14) On that same note, seek out advice that may be different from your own, that pushes your comfort zone.
If we just talk to those that agree with us, that never challenge our way of thinking or being, growth isn’t as likely or easy. Seek out opinions that differ from your own and be open minded. It’s not always easy to hear the things that these people tell us, but in the end, it’s how we expand.
15) Don’t label your feelings, or these periods of depression and anxiety, as good or bad.
Just observe what is happening. Even those emotions that we consider “bad” can be beneficial to us if we allow them to be. If we don’t label them, we can move through them much more quickly.
The best thing we can do for ourselves, is to learn to recognize these feelings as quickly as possible.
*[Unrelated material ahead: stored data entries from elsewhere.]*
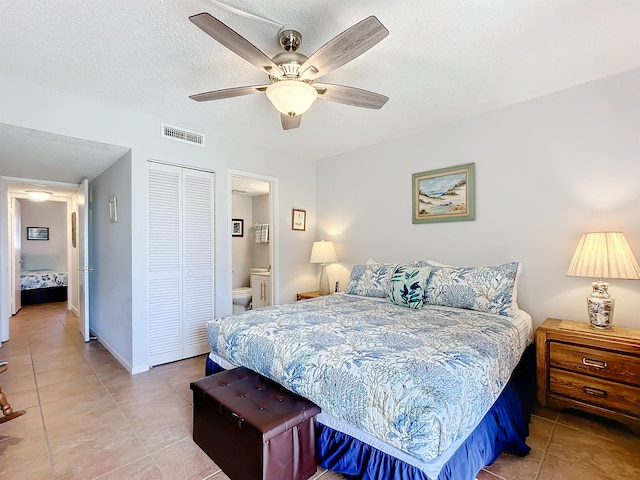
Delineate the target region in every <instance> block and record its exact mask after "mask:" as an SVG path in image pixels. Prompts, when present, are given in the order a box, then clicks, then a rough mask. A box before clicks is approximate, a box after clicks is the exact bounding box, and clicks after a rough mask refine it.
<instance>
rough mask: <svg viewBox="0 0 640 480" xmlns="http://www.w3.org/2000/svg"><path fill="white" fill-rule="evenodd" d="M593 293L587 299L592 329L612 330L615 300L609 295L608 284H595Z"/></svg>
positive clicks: (605, 282) (591, 326)
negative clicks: (613, 311)
mask: <svg viewBox="0 0 640 480" xmlns="http://www.w3.org/2000/svg"><path fill="white" fill-rule="evenodd" d="M591 286H592V287H593V292H591V295H589V297H587V310H588V312H589V323H590V324H591V325H590V326H591V327H592V328H595V329H598V330H611V329H612V328H613V305H614V300H613V298H611V295H609V292H608V291H607V289H608V288H609V284H608V283H607V282H600V281H598V282H593V283H592V284H591Z"/></svg>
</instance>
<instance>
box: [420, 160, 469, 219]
mask: <svg viewBox="0 0 640 480" xmlns="http://www.w3.org/2000/svg"><path fill="white" fill-rule="evenodd" d="M412 189H413V195H412V201H413V206H412V213H413V215H412V221H413V223H434V222H459V221H464V220H475V218H476V200H475V164H474V163H466V164H464V165H456V166H455V167H448V168H441V169H438V170H430V171H427V172H420V173H414V174H413V176H412Z"/></svg>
Over the years, I would try to shove these feelings away, and tell myself to get over it, or to just be happy. Needless to say, this never worked long term. In fact, it made it worse, because then I felt ashamed that I wasn’t being who I thought I should, I felt like I wasn’t good enough in some way, and like I had to hide a big part of who I was from most people.
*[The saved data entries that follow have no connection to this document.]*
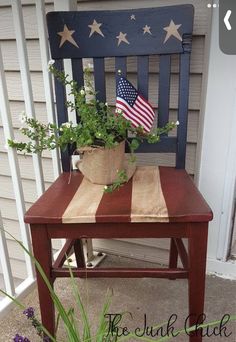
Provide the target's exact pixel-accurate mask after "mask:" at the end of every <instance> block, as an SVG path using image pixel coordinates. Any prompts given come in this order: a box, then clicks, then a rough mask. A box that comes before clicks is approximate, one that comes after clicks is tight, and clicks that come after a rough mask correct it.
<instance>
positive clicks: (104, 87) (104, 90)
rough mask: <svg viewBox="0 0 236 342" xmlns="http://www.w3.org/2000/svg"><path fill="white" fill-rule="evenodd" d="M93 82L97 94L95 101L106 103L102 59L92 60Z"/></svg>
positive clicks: (102, 59)
mask: <svg viewBox="0 0 236 342" xmlns="http://www.w3.org/2000/svg"><path fill="white" fill-rule="evenodd" d="M93 65H94V82H95V90H96V91H97V92H98V93H97V94H96V99H97V100H99V101H100V102H104V103H105V102H106V84H105V64H104V58H94V59H93Z"/></svg>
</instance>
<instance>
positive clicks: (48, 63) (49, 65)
mask: <svg viewBox="0 0 236 342" xmlns="http://www.w3.org/2000/svg"><path fill="white" fill-rule="evenodd" d="M54 63H55V61H54V59H50V61H48V67H50V66H52V65H53V64H54Z"/></svg>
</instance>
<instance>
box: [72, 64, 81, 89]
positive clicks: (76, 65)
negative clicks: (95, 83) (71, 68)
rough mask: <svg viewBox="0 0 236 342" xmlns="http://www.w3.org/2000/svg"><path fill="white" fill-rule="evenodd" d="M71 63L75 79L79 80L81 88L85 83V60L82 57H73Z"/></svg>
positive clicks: (74, 79)
mask: <svg viewBox="0 0 236 342" xmlns="http://www.w3.org/2000/svg"><path fill="white" fill-rule="evenodd" d="M71 64H72V73H73V80H75V81H76V82H77V85H78V88H81V87H83V85H84V75H83V60H82V58H78V59H72V61H71Z"/></svg>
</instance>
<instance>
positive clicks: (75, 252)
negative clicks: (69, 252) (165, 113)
mask: <svg viewBox="0 0 236 342" xmlns="http://www.w3.org/2000/svg"><path fill="white" fill-rule="evenodd" d="M74 252H75V259H76V264H77V267H78V268H85V259H84V250H83V243H82V240H81V239H77V240H75V243H74Z"/></svg>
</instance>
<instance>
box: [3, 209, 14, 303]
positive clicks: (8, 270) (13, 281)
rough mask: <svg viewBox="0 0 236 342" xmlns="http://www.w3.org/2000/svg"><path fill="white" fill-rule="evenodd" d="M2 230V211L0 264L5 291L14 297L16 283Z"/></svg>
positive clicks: (5, 238) (5, 236) (6, 246)
mask: <svg viewBox="0 0 236 342" xmlns="http://www.w3.org/2000/svg"><path fill="white" fill-rule="evenodd" d="M2 228H3V221H2V215H1V211H0V262H1V266H2V272H3V278H4V284H5V290H6V292H7V293H8V294H10V295H11V296H14V295H15V286H14V281H13V276H12V270H11V264H10V258H9V253H8V248H7V242H6V236H5V232H4V231H3V230H2Z"/></svg>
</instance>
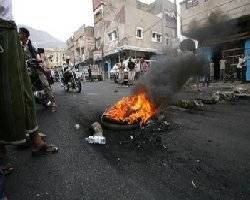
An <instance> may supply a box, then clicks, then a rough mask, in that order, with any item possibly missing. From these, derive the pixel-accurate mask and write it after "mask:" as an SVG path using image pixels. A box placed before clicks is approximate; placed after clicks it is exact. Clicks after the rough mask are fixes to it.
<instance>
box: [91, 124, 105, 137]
mask: <svg viewBox="0 0 250 200" xmlns="http://www.w3.org/2000/svg"><path fill="white" fill-rule="evenodd" d="M91 127H92V129H93V131H94V136H103V130H102V125H101V124H100V123H99V122H95V123H93V124H92V125H91Z"/></svg>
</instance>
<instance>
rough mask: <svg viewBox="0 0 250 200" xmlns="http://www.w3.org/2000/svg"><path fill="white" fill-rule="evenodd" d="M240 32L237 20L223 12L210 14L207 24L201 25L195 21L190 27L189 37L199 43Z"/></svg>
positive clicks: (233, 34) (234, 33)
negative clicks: (223, 12) (192, 38)
mask: <svg viewBox="0 0 250 200" xmlns="http://www.w3.org/2000/svg"><path fill="white" fill-rule="evenodd" d="M238 32H239V25H238V22H237V20H231V18H230V17H229V16H227V15H225V14H222V12H221V11H219V10H217V11H213V12H211V13H210V15H209V17H208V18H207V20H206V23H205V24H199V23H198V22H197V21H195V20H193V22H192V23H191V25H190V26H189V35H190V37H192V38H195V39H197V40H198V41H199V43H202V44H203V43H204V41H207V40H210V39H216V38H224V37H227V36H230V35H234V34H236V33H238Z"/></svg>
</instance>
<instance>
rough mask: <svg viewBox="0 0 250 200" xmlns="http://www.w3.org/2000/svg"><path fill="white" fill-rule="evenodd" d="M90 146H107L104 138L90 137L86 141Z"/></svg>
mask: <svg viewBox="0 0 250 200" xmlns="http://www.w3.org/2000/svg"><path fill="white" fill-rule="evenodd" d="M85 140H86V141H87V142H88V143H89V144H106V138H105V137H104V136H89V137H88V138H86V139H85Z"/></svg>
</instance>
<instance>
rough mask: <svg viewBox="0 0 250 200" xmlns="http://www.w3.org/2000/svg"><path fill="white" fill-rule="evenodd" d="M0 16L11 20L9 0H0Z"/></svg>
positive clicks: (10, 5) (10, 6)
mask: <svg viewBox="0 0 250 200" xmlns="http://www.w3.org/2000/svg"><path fill="white" fill-rule="evenodd" d="M0 18H1V19H3V20H6V21H11V20H12V1H11V0H0Z"/></svg>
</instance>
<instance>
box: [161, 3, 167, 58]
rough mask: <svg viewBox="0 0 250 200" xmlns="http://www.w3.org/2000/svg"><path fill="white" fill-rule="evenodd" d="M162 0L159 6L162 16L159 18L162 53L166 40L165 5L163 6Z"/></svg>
mask: <svg viewBox="0 0 250 200" xmlns="http://www.w3.org/2000/svg"><path fill="white" fill-rule="evenodd" d="M164 1H165V0H161V7H162V16H161V17H162V18H161V22H162V36H161V37H162V53H163V52H164V49H165V48H164V47H165V44H166V40H165V28H164V26H165V23H164V22H165V6H164Z"/></svg>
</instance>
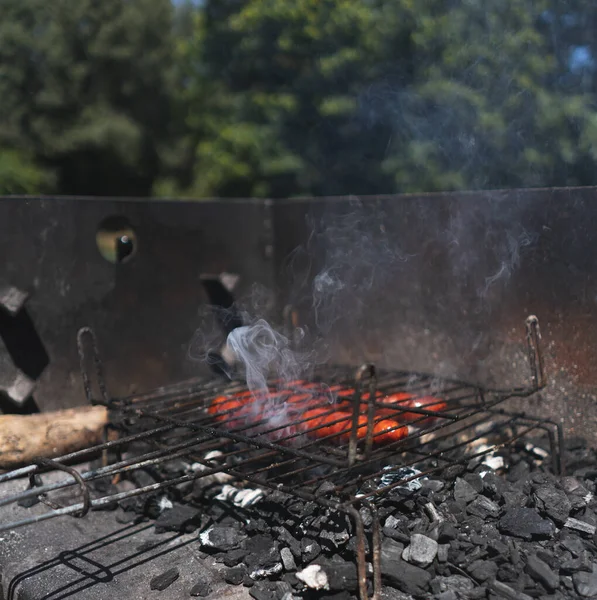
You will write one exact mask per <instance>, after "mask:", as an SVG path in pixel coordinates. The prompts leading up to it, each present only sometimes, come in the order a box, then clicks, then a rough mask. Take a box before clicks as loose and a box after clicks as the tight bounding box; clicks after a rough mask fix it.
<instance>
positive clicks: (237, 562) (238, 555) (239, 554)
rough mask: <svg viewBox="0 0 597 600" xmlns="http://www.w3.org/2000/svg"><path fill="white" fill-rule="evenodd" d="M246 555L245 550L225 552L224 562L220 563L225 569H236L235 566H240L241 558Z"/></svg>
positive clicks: (241, 559)
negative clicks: (230, 568)
mask: <svg viewBox="0 0 597 600" xmlns="http://www.w3.org/2000/svg"><path fill="white" fill-rule="evenodd" d="M246 555H247V550H246V549H245V548H235V549H234V550H230V551H228V552H226V554H225V555H224V560H223V561H222V562H223V563H224V564H225V565H226V566H227V567H236V565H238V564H240V563H241V562H242V561H243V558H245V556H246Z"/></svg>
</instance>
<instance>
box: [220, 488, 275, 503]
mask: <svg viewBox="0 0 597 600" xmlns="http://www.w3.org/2000/svg"><path fill="white" fill-rule="evenodd" d="M264 497H265V492H264V491H263V490H260V489H251V488H246V489H238V488H235V487H234V486H232V485H228V484H226V485H225V486H224V487H223V488H222V491H221V492H220V493H219V494H218V495H217V496H216V497H215V499H216V500H221V501H223V502H232V503H233V504H235V505H236V506H240V507H241V508H246V507H247V506H253V505H255V504H257V503H258V502H259V501H260V500H262V499H263V498H264Z"/></svg>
Learn to recognize your patterns, without judgement. Find those things that trigger you, that set you on the path to depression or anxiety. This can take a while, but once you see what’s happening, you can catch it earlier and earlier each time and not have to be in this state for as long. You can work to move through it, feel what you need to feel, learn the lesson, and then move out of it for good. These periods in your life may stop forever, or if they happen, they won’t last as long or be as intense, and you’ll be able to see them for what they are…an opportunity for growth and expansion in your life.
Peter Crone said this, “Life will always present you with people and circumstances to reveal where you’re not free”. Sometimes the way it does this is by leading us through these states of depression, so that we can learn, heal, and move forward in a bigger way than we’re currently allowing ourselves to.